By contemporary standards, remarks by the Mavericks’ Avery Johnson following Dallas’ Game 6 loss to Houston the other night weren’t so spectacular (he’s no J-Will, put it that way), but allusions to Jeff Van Gundy have annoyed the former Knicks coach just the same. From the Dallas Star-Telegram’s Dwain Price.
Houston Rockets coach Jeff Van Gundy accused Avery Johnson of “taking some shots” at him during Johnson’s rant after Thursday’s 101-83 loss to Houston.
Without naming Van Gundy, the Mavericks’ coach said: “It surprised me to have a team come in here down 0-2 in the series, and everybody had them written off. Then I don’t hear anything about the Mavs winning three in a row.
“Maybe I need to go crazy. Maybe if I do, you won’t talk about who won and lost Game 6. You’ll talk about the coach who went crazy.”
Van Gundy took Johnson’s comments personally.
“I don’t think there’s any doubt that he’s taking some shots at me,” Van Gundy said. “He can feel free to use my name. He doesn’t have to speak around it.”
Thursday’s Houston Chronicle devoted much space to a story about fans willing to help Van Gundy pay his fine. That coverage also irked Johnson.
“This series is supposed to be about basketball,” Johnson said. “But you read the coverage in the Houston Chronicle.
“Was there any coverage of the games?

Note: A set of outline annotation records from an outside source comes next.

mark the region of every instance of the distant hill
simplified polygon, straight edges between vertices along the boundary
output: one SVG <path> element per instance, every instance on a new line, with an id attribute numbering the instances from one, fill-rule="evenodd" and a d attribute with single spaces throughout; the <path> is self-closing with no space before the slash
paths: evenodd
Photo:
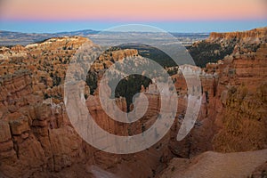
<path id="1" fill-rule="evenodd" d="M 20 33 L 0 30 L 0 45 L 26 45 L 31 43 L 43 41 L 51 37 L 59 37 L 64 36 L 81 36 L 97 34 L 99 31 L 85 29 L 71 32 L 60 33 Z"/>
<path id="2" fill-rule="evenodd" d="M 93 29 L 85 29 L 78 31 L 70 31 L 70 32 L 59 32 L 59 33 L 20 33 L 20 32 L 12 32 L 12 31 L 4 31 L 0 30 L 0 45 L 26 45 L 28 44 L 44 41 L 52 37 L 59 37 L 64 36 L 80 36 L 84 37 L 89 37 L 90 36 L 98 34 L 100 31 Z M 112 35 L 116 36 L 117 32 L 110 32 Z M 118 32 L 119 33 L 119 32 Z M 132 33 L 132 32 L 131 32 Z M 134 32 L 141 33 L 142 35 L 146 32 Z M 148 32 L 149 33 L 149 32 Z M 106 33 L 105 33 L 106 34 Z M 183 44 L 191 44 L 196 41 L 205 39 L 208 37 L 209 34 L 207 33 L 171 33 L 174 36 L 182 42 Z M 105 36 L 104 36 L 105 38 Z"/>

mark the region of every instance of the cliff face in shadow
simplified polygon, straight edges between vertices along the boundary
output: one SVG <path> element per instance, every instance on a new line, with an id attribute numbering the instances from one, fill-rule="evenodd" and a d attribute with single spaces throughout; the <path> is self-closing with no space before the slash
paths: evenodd
<path id="1" fill-rule="evenodd" d="M 172 76 L 179 100 L 174 125 L 151 148 L 128 155 L 106 153 L 87 144 L 76 133 L 66 113 L 63 81 L 68 64 L 84 43 L 93 45 L 91 41 L 79 36 L 59 37 L 27 46 L 1 47 L 0 175 L 156 177 L 168 165 L 174 168 L 172 171 L 169 166 L 163 172 L 165 175 L 172 172 L 190 175 L 197 172 L 183 173 L 182 169 L 201 168 L 198 161 L 206 164 L 209 160 L 225 160 L 228 157 L 213 152 L 198 157 L 205 151 L 224 153 L 266 149 L 265 35 L 266 28 L 244 33 L 214 33 L 209 39 L 199 42 L 215 46 L 220 44 L 219 53 L 223 53 L 222 44 L 223 46 L 234 44 L 234 46 L 230 55 L 224 57 L 223 54 L 222 60 L 216 59 L 217 62 L 208 63 L 206 68 L 184 65 L 177 69 Z M 209 56 L 208 50 L 206 53 Z M 131 125 L 124 124 L 104 112 L 98 96 L 98 77 L 115 61 L 122 61 L 127 56 L 139 57 L 139 54 L 132 49 L 105 52 L 90 71 L 96 80 L 81 84 L 85 86 L 86 107 L 95 122 L 104 130 L 118 135 L 141 134 L 152 125 L 161 102 L 158 90 L 150 84 L 149 87 L 141 88 L 150 103 L 142 119 Z M 181 72 L 184 69 L 199 74 L 202 88 L 187 88 Z M 91 84 L 94 85 L 93 92 Z M 188 98 L 196 90 L 202 92 L 200 113 L 190 133 L 177 142 Z M 116 98 L 116 102 L 122 111 L 126 111 L 125 98 Z M 139 104 L 141 109 L 144 108 L 144 103 Z M 187 159 L 196 156 L 192 161 Z M 242 154 L 234 157 L 239 158 Z M 169 162 L 174 158 L 176 158 Z M 261 164 L 255 165 L 258 166 L 255 172 L 264 169 Z"/>

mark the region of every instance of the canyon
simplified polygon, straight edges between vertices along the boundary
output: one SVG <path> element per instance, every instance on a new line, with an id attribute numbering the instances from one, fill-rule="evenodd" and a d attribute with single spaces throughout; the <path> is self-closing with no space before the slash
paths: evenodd
<path id="1" fill-rule="evenodd" d="M 125 155 L 107 153 L 88 144 L 66 111 L 66 70 L 83 44 L 95 45 L 92 41 L 64 36 L 25 46 L 0 47 L 0 177 L 266 176 L 266 33 L 267 28 L 212 33 L 205 41 L 194 44 L 189 51 L 201 48 L 202 54 L 196 54 L 198 60 L 206 60 L 201 43 L 220 43 L 223 49 L 214 49 L 213 57 L 222 55 L 212 62 L 206 61 L 203 68 L 177 67 L 171 77 L 178 93 L 178 108 L 169 132 L 152 147 Z M 106 51 L 81 84 L 85 106 L 94 121 L 113 134 L 142 134 L 155 123 L 160 111 L 159 93 L 151 83 L 141 87 L 149 107 L 140 120 L 120 123 L 101 108 L 99 77 L 116 61 L 133 56 L 141 57 L 138 50 Z M 199 74 L 202 88 L 188 88 L 184 70 Z M 201 91 L 200 111 L 192 130 L 178 142 L 188 100 L 195 90 Z M 122 111 L 127 111 L 125 98 L 115 100 Z M 139 104 L 144 108 L 144 103 Z"/>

It was all about things outside basketball.”
On Friday, a much calmer Johnson defended his statements, but added that what happens on the court is what matters in this series.
“So much attention was being drawn to a non-basketball issue than what was going on the court,” Johnson said. “A lot of times when people read that stuff, it tends to sway their judgment.
“We just need to get the record straight, that it’s 3-3, and these teams are really pouring their hearts out on the court.”
Maybe, but Van Gundy said he was even more displeased with Johnson’s comments, considering Van Gundy came to Johnson’s defense when the Mavs coach was fined $10,000 for charging referee Joey Crawford after Game 1.
“I would have just expected more from a coach who — after he did what he did — I tried to support him.”